As the $196 billion fund on Wednesday reported a return of -3.7 per cent for last year, its weakest annual results since the global financial crisis, Costello, a former Coalition treasurer, was asked for his response to Chalmers’ recent 6000-word essay “Capitalism after the crises” in The Monthly.
The essay highlights the role of co-investment between government and business, including the superannuation sector, in areas such as clean energy, housing and aged care.
Future Fund chairman Peter Costello: “This idea that every institution must be given every purpose – I think you’ll just lose focus.”Credit:Eamon Gallagher
Costello on Wednesday argued the Future Fund and superannuation funds should focus on making returns, rather than pursuing social goals, which governments could pursue through direct spending in the budget or legislation.
“Governments are there to decide on social objectives. Businesses don’t do that. Business is there to run businesses and account to shareholders. This idea that every institution must be given every purpose – I think you’ll just lose focus,” Costello said in response to a journalist’s question about Chalmers’ essay.
“The government can through law require businesses to do whatever it wants. And I think that’s the way to do it, to do it via law. Everybody knows what the rules are, they can abide by them” said Costello, who is also chairman of this masthead’s owner, Nine Entertainment Co.
Costello stressed that neither Labor nor the Coalition had attempted to influence what the Future Fund could invest in, and said that if this were to occur it would “come to a very bad end”.
“This is an investment fund, we invest for return. That’s what we’re here for. I would say that’s the same when it comes to superannuation. Superannuation funds invest for return because that’s people’s retirement.”
The Future Fund on Wednesday reported a return of -3.7 per cent for the year to December, equal to $7.4 billion decline in the value of its assets, as its investment portfolio was hit by sharp declines on equity markets.
It is the weakest return over a calendar year since 2008, when it returned -8.5 per cent, though the fund’s returns were stronger than the -4.8 per cent return made by a typical superannuation fund last year.
‘This is an investment fund, we invest for return. That’s what we’re here for.’
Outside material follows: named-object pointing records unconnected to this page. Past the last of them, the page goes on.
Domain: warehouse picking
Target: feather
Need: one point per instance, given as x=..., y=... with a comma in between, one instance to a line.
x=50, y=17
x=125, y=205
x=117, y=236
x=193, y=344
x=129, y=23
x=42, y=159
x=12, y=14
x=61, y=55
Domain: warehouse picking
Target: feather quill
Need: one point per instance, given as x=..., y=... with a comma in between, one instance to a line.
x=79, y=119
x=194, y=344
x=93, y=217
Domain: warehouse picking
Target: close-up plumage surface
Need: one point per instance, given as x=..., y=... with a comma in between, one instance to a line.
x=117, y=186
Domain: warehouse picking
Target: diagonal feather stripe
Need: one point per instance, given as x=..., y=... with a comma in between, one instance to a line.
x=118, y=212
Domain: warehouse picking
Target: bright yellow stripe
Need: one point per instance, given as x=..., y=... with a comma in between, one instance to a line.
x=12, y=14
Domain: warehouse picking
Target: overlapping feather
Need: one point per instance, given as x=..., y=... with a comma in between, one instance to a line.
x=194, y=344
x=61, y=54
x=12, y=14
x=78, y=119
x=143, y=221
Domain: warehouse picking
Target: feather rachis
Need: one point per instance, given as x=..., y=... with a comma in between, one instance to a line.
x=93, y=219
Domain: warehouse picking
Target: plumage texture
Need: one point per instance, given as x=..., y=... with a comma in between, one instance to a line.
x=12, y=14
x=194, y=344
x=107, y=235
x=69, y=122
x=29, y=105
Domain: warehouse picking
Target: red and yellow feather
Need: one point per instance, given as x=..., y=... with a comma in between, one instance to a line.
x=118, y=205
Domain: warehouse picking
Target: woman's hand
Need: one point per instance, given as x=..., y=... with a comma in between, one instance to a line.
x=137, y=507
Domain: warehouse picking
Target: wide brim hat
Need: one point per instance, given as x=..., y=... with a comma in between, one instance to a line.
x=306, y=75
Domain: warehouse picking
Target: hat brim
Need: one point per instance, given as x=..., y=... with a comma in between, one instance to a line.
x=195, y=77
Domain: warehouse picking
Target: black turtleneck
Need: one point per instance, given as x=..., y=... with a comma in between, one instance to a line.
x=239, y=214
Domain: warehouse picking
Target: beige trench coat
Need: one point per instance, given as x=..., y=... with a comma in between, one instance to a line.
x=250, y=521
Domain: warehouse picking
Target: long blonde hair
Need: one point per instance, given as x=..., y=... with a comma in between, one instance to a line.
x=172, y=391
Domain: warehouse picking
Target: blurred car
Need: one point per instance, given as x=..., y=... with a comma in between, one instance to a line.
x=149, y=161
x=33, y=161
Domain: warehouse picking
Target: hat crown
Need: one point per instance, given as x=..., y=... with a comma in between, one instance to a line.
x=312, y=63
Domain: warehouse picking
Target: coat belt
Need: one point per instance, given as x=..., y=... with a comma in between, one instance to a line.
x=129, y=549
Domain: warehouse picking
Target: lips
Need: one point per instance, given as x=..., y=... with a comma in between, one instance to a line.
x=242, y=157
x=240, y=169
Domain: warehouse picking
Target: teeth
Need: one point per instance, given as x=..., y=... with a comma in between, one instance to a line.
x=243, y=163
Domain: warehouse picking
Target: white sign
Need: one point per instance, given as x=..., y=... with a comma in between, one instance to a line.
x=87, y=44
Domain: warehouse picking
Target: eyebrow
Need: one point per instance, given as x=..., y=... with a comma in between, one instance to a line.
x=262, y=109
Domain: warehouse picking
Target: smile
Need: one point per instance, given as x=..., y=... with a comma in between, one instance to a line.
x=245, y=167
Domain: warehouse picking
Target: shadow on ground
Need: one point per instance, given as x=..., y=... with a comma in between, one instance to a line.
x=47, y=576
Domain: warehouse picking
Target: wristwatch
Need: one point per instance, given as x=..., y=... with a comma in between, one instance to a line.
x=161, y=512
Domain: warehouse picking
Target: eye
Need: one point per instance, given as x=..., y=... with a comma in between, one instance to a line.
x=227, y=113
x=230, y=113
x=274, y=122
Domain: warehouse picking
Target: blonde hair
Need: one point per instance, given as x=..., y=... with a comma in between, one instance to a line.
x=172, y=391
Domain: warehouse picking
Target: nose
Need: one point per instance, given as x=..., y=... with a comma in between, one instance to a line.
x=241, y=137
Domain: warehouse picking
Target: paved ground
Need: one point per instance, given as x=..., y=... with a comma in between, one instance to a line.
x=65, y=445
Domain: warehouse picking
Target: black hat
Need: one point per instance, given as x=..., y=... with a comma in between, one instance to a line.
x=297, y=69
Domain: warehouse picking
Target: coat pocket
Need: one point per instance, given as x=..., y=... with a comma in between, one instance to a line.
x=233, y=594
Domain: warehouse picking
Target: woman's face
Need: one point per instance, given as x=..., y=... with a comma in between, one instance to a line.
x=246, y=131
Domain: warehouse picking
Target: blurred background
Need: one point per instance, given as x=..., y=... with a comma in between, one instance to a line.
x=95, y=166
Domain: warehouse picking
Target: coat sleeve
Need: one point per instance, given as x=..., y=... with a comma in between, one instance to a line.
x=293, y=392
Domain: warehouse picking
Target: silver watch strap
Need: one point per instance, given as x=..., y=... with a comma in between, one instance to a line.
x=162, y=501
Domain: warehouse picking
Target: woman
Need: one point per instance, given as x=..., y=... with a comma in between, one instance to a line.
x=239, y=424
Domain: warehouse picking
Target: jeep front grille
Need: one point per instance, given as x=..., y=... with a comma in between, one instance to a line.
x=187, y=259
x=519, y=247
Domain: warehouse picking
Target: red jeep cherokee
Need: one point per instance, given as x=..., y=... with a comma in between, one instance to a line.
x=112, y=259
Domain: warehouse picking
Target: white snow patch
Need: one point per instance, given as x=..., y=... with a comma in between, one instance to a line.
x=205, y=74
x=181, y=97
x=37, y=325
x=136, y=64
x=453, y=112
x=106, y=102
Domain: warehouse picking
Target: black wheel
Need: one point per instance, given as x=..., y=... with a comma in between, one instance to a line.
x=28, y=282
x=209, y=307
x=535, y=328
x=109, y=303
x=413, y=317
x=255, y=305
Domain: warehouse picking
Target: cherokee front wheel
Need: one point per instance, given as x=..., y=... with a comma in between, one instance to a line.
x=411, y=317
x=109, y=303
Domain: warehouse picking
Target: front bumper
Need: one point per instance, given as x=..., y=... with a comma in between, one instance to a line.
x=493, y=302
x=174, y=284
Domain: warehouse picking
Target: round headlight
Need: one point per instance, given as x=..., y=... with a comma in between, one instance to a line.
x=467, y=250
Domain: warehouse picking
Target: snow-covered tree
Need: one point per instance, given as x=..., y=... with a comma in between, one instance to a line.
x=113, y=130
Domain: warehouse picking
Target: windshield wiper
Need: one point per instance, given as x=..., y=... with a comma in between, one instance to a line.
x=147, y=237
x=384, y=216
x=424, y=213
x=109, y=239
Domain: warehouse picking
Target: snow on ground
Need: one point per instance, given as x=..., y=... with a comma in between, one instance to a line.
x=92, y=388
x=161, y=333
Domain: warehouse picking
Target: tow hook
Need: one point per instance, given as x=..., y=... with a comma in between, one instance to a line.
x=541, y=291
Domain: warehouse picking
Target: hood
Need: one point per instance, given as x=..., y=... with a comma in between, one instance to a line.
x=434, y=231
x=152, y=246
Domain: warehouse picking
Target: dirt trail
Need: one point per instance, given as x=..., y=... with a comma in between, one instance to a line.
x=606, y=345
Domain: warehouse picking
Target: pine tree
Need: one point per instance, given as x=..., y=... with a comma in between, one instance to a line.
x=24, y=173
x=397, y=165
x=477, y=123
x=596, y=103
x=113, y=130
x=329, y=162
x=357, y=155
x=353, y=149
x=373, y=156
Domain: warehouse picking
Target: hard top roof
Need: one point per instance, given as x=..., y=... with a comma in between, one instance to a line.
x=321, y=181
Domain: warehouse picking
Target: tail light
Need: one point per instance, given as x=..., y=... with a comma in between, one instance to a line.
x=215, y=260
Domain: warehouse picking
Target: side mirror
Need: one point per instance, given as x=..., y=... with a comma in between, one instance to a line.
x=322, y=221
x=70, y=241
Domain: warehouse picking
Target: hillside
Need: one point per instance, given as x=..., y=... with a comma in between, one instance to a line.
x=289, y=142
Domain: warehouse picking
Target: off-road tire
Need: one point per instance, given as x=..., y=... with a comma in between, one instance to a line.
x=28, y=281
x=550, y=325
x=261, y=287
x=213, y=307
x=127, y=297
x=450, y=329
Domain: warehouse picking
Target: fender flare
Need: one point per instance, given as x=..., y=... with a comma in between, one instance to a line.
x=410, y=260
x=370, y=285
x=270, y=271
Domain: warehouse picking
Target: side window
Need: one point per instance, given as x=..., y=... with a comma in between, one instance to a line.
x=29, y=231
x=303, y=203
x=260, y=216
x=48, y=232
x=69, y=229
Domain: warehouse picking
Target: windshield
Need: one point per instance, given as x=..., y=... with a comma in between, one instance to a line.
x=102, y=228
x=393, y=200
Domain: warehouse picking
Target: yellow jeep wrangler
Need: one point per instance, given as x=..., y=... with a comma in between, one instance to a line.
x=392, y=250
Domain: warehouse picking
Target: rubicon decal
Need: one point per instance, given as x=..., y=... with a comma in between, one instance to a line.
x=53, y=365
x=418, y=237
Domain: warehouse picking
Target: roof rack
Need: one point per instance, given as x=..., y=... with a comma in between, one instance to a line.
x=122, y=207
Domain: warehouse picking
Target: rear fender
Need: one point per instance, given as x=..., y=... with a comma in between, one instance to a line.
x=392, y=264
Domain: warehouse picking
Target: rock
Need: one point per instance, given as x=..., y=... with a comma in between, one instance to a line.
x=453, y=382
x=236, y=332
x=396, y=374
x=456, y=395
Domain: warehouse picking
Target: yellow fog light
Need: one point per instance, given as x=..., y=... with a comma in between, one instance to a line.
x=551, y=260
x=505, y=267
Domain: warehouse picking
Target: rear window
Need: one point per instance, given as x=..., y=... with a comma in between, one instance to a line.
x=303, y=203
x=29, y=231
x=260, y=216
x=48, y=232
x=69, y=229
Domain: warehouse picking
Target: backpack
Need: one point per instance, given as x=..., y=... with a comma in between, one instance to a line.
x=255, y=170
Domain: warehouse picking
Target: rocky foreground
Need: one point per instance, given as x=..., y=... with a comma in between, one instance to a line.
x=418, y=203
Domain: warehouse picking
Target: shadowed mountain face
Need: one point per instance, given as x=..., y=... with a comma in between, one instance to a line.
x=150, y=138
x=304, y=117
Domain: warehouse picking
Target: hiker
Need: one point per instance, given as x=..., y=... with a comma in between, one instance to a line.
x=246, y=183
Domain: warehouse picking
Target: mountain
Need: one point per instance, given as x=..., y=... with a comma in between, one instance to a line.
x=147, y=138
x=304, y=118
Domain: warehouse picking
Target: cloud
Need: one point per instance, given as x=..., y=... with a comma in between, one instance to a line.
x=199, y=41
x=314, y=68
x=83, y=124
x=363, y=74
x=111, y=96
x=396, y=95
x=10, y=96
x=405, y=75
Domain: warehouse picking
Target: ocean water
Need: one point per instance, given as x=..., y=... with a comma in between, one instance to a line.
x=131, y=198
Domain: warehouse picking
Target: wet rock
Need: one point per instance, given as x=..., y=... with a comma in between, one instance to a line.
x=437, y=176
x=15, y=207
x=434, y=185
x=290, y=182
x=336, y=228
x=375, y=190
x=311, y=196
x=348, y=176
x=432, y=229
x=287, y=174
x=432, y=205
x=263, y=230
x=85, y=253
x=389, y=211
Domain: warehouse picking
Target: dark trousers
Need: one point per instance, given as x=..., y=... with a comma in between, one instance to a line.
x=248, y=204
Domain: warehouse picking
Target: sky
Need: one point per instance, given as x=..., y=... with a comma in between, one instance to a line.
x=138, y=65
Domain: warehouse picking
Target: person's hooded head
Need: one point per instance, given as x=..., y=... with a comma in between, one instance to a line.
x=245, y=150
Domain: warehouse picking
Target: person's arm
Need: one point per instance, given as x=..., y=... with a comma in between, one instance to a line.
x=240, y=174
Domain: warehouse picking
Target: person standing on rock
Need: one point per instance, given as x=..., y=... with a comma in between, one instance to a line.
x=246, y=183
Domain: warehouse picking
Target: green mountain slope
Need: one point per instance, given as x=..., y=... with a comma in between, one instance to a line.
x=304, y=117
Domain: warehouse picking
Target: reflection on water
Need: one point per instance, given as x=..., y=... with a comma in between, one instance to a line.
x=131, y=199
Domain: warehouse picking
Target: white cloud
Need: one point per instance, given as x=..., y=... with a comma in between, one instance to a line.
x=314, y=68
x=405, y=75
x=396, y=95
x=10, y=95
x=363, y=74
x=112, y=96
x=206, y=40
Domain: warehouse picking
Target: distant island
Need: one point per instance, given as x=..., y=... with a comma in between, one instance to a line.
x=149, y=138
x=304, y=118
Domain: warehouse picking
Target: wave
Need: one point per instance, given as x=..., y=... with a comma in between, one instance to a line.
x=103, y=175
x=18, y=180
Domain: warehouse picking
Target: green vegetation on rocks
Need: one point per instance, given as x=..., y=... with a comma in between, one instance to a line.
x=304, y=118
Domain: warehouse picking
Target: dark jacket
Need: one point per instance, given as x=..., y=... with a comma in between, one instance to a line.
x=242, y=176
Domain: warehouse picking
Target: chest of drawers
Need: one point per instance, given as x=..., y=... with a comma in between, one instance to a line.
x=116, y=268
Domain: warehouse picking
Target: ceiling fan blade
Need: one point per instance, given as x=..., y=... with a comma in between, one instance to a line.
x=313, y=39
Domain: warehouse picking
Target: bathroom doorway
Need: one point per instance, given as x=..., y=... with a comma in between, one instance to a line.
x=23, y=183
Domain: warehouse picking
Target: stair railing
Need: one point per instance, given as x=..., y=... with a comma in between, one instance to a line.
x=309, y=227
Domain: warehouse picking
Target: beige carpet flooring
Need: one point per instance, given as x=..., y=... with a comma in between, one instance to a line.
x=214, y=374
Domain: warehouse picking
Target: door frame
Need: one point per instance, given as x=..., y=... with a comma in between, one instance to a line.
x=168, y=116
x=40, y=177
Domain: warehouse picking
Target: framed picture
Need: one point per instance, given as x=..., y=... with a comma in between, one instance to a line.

Costello said the fund had faced an “extremely difficult” investment environment, as global share markets tumbled in response to central banks raising interest rates sharply. The ASX 200 lost 5.5 per cent in 2022, and Wall Street’s S&P 500 dropped 13.6 per cent.
Costello highlighted the risk of recession in developed world economies, and said interest rates had further to rise, including in Australia, as economists predict.
“The cycle of rising rates to control inflation is not yet complete and brings with it the possibility of recessions in much of the developed world,” he said.
The decline in the fund’s assets comes in stark contrast to the bumper year in 2021, when it returned 19.1 per cent, and it comes as investors are fretting over the risk of global recession.
The fund’s chief executive, Dr Raphael Arndt, said he did not think markets were pricing in a major recession, and the Future Fund remained cautious about its exposure to consumer-facing businesses. Markets have started the year more optimistically, with the ASX 200 up 8 per cent in 2023, but Arndt predicted more volatility as central banks try to bring high inflation under control.
“We expect volatility in markets, and we expect inflation to be volatile too over coming years,” Arndt said.